My own relationship to the net and here, is that finally it’s simply work and silence in the political realm of work is wrong. In some sense or other I suspect that work is all there is, whether it is engineering, human relational, philosophy, politics, culture, reading, writing. Work is like politics ever-present, and this place is merely an aspect of this experiment.
It’s not merely a question of increasing order but also of increasing disorder. In either case within an information system the equivalence between information in the system is (I suggest) unavoidable. To think of the net for example in terms of quality is impossibly difficult and not just because the indicators of quality are essentially ideological, something you demonstrate by the negative reference to fascism, commusnism and anarchy, (negelecting to reference the apologists for liberal democracy), but also because quality does not translate well in empire/globalization.

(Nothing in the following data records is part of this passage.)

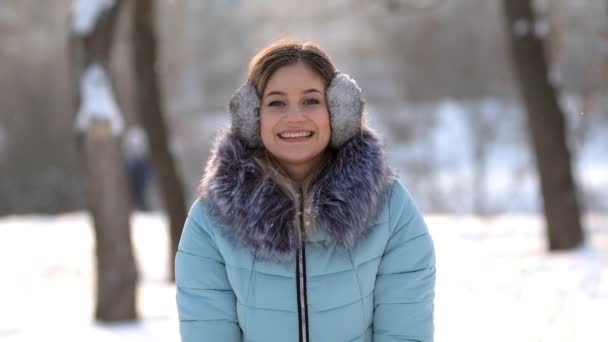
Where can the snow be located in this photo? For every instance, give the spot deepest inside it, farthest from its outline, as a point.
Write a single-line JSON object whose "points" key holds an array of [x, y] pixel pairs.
{"points": [[542, 28], [97, 101], [86, 13], [495, 281]]}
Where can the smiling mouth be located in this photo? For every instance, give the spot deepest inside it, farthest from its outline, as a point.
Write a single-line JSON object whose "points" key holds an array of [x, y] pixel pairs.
{"points": [[295, 136]]}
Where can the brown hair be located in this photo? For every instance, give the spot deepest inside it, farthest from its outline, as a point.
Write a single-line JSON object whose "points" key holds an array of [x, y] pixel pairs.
{"points": [[262, 66], [285, 52]]}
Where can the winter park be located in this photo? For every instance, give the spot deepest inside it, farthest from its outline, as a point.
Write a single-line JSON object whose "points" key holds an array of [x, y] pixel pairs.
{"points": [[119, 118]]}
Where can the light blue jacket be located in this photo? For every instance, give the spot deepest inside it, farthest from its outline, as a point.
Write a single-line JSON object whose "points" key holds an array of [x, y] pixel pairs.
{"points": [[381, 290]]}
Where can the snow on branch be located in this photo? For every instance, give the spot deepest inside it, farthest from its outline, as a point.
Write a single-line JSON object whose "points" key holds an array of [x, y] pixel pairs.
{"points": [[86, 13], [97, 101]]}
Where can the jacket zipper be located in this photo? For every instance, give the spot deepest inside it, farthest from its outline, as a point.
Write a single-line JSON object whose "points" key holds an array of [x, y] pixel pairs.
{"points": [[301, 280]]}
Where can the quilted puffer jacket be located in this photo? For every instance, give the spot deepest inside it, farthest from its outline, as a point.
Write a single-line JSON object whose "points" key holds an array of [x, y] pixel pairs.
{"points": [[366, 274]]}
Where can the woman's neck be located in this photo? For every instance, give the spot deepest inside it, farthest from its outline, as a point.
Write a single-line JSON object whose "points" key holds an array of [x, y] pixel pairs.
{"points": [[301, 171]]}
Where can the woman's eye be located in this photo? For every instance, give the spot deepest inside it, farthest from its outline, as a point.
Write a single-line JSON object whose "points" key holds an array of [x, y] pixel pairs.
{"points": [[311, 101], [276, 103]]}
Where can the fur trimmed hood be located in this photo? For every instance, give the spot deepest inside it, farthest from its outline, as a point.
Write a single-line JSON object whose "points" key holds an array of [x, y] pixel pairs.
{"points": [[345, 200]]}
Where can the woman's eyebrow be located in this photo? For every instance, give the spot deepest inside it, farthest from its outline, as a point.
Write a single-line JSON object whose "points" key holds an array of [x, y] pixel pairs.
{"points": [[276, 92]]}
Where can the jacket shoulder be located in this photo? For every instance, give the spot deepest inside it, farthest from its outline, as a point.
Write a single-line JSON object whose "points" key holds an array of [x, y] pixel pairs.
{"points": [[402, 209]]}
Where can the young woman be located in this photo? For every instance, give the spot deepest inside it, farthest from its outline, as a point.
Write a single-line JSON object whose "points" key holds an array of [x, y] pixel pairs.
{"points": [[302, 232]]}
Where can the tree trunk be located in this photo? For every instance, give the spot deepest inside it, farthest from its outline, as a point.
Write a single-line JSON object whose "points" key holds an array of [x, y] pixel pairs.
{"points": [[99, 135], [547, 128], [149, 106]]}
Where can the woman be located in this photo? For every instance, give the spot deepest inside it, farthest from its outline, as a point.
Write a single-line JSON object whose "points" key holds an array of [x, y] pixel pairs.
{"points": [[301, 231]]}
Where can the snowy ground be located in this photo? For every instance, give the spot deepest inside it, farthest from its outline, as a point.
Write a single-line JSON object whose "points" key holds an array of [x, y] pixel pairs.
{"points": [[495, 282]]}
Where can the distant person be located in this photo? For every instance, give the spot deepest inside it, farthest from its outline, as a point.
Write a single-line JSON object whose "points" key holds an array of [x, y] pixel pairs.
{"points": [[139, 168], [302, 232]]}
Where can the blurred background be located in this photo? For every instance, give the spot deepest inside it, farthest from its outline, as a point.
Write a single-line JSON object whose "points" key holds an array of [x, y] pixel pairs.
{"points": [[494, 113]]}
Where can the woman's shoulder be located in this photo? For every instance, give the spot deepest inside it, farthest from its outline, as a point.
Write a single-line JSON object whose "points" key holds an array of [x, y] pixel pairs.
{"points": [[399, 196], [200, 215], [401, 207]]}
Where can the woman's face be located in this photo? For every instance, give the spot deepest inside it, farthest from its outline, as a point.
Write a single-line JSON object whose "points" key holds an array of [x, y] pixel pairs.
{"points": [[294, 120]]}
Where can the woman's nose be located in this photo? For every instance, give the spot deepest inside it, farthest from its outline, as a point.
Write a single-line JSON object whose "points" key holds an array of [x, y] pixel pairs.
{"points": [[295, 113]]}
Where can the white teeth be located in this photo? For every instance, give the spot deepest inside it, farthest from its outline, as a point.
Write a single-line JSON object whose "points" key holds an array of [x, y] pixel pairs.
{"points": [[295, 135]]}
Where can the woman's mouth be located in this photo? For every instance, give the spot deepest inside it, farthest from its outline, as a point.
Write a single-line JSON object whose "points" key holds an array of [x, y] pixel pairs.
{"points": [[296, 136]]}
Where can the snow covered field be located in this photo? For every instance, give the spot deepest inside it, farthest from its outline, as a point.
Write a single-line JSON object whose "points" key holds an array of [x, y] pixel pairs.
{"points": [[495, 281]]}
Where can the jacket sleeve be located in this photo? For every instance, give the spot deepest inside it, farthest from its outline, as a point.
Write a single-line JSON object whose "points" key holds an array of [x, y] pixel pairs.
{"points": [[206, 303], [405, 283]]}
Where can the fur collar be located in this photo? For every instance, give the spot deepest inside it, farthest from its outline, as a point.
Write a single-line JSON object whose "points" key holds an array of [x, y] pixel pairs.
{"points": [[345, 200]]}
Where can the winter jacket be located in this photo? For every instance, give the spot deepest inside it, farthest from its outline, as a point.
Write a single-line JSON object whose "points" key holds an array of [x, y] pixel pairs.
{"points": [[243, 274]]}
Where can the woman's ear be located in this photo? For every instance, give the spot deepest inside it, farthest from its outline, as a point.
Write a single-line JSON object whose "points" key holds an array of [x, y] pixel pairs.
{"points": [[244, 110], [345, 103]]}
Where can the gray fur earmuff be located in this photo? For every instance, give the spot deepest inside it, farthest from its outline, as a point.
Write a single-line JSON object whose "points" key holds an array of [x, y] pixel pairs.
{"points": [[344, 102]]}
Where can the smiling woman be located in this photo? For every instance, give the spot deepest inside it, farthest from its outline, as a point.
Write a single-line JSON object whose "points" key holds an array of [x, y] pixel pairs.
{"points": [[302, 231]]}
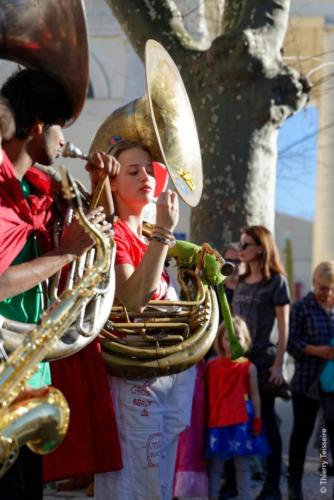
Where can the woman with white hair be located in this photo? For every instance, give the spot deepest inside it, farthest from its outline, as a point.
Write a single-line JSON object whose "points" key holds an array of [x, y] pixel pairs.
{"points": [[311, 331]]}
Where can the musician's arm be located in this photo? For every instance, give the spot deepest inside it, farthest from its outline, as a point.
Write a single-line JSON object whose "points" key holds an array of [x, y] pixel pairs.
{"points": [[75, 241], [22, 277], [135, 287]]}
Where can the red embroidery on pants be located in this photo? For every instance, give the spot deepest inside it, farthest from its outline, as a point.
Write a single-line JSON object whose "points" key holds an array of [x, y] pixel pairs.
{"points": [[153, 449], [142, 403], [140, 390]]}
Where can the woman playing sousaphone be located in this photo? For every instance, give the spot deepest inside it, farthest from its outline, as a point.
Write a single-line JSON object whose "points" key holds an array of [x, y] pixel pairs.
{"points": [[151, 412]]}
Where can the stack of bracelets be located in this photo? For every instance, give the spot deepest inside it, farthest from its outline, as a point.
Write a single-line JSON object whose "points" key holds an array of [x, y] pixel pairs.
{"points": [[163, 235]]}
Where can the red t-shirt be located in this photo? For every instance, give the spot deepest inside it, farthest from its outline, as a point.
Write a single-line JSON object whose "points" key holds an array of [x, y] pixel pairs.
{"points": [[130, 250], [227, 384]]}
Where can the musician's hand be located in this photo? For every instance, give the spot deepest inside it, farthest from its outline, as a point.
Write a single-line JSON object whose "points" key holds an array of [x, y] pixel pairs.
{"points": [[75, 239], [167, 210], [7, 123], [102, 163], [98, 218]]}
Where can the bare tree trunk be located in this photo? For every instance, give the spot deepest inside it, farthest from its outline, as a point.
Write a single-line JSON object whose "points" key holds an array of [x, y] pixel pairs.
{"points": [[241, 92]]}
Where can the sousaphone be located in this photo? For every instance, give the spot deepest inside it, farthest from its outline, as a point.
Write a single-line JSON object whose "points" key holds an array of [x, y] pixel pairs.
{"points": [[169, 336], [51, 36]]}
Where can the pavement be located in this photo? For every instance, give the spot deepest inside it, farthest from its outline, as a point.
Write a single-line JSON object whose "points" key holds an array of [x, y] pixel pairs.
{"points": [[316, 486]]}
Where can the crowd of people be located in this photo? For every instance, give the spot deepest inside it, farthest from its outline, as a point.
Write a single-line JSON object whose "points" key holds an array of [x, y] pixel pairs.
{"points": [[201, 425]]}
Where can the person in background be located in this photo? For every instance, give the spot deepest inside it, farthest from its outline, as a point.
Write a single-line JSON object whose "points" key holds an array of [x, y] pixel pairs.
{"points": [[262, 299], [234, 412], [311, 331]]}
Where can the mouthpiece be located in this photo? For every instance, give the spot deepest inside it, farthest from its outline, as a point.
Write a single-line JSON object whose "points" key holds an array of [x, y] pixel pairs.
{"points": [[71, 151]]}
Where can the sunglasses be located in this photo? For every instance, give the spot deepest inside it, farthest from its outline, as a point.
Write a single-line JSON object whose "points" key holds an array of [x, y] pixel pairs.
{"points": [[243, 246], [234, 261]]}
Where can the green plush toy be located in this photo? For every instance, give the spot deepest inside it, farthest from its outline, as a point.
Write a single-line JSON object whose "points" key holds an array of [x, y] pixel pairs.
{"points": [[187, 256]]}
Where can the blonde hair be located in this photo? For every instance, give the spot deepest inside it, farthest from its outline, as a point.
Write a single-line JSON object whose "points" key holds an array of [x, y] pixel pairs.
{"points": [[240, 328], [325, 270]]}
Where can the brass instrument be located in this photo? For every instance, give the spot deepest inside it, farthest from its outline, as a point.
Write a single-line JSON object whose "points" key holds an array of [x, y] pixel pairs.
{"points": [[95, 310], [42, 422], [163, 121], [51, 36], [169, 336]]}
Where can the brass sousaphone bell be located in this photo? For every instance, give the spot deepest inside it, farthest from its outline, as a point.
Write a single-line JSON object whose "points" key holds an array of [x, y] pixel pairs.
{"points": [[169, 336], [51, 36], [163, 121]]}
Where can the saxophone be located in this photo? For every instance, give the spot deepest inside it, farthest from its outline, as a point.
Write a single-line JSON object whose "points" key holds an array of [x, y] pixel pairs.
{"points": [[42, 422]]}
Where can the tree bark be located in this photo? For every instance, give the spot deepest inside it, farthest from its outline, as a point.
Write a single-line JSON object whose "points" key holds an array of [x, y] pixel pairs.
{"points": [[241, 92]]}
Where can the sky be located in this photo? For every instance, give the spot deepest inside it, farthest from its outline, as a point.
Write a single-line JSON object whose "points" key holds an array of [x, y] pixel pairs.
{"points": [[296, 167]]}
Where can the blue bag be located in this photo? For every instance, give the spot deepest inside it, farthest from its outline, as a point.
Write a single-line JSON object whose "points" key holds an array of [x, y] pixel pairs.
{"points": [[327, 374]]}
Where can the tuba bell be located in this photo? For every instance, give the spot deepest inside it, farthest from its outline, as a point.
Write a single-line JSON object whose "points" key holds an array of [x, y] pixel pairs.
{"points": [[169, 336], [51, 36]]}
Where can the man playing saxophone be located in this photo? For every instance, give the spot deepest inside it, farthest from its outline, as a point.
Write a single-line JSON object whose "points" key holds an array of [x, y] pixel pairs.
{"points": [[33, 110]]}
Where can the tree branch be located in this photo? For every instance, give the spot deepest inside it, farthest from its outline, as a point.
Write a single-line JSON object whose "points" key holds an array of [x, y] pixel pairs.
{"points": [[157, 19]]}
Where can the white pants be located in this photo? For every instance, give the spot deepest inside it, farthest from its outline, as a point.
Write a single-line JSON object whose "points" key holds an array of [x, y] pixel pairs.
{"points": [[150, 415]]}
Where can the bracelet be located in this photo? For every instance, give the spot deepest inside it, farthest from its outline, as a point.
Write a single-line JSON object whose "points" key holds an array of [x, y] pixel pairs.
{"points": [[162, 230], [165, 241]]}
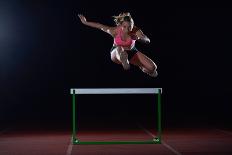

The other who I was thinking of as I typed, supporting the eqivalence between entopy/negantropy and information was mid period Michel Serres, beyond these we would be talking about Szilard and strange information theorists (of whom the less said the better since content and quality are regarded in this area of engineering as irrelevant). I repeat myself: “Increased entropy in a system results in an increase of disorder within it, an increase of order corrosponds to a diminuation of entropy, or as it is sometimes phrased, a heightening of negative entropy…” However the consequence of this is that the order of a system is “equal to the quantity of information required for a description of a system". With the net and associated media what could be argued is that it takes less information to describe the system now than was required earlier in its history. In respect of the net the concept of increasing order can also be viewed through the fundamental statement of information theory which is that any message will be affected by the noise that accompanies the information it contains, this they argue is the informational equivalent of the second law. However it seems possible that with the net rather than increasing order we should be identifying the increasing disorder (as the explanations of the net become simpler rather than more complex) and consequently the nature of the equivalent systematic relations, becomes entropic.
I would rather suggest that the contrary approach which insists on quality and meaning, remains a prisoner of the fetish of the commodity, a perspective that desperately scrabbles around the media attempting to find something that is reduced in value to exchange-value, that is not reified, that is not reduced to being an aspect of the real subsumption of society by capital (as i/we might once have said). That is to say quality attempts to reintroduce the concept of use-value into the medium…. However this is wrong, a philosophical and consequently political approach should remove the ideological masks and accept (in the spirt of the post-modern) that in the net (the spectacle) there are only exchange values and it is with this in mind that we can construct a different world, through, driftworking in a world of unsustainable commodification, of reified bodies, minds and other non-human things… and arguing for production. (which returns to the beginning and work)
I admit that this use of the second law is both fascinating and horrifying, but probably necessary as the disorder caused by liberal-democracy is in danger of becoming the cause of the biggest genocide in human history…
(some sentiments owed to Negri in case anyone notices, Serres works the concept of noise in many places frequently inverting this rule with an argument about noise as creative, which is deeply attractive apart from being obviously correct).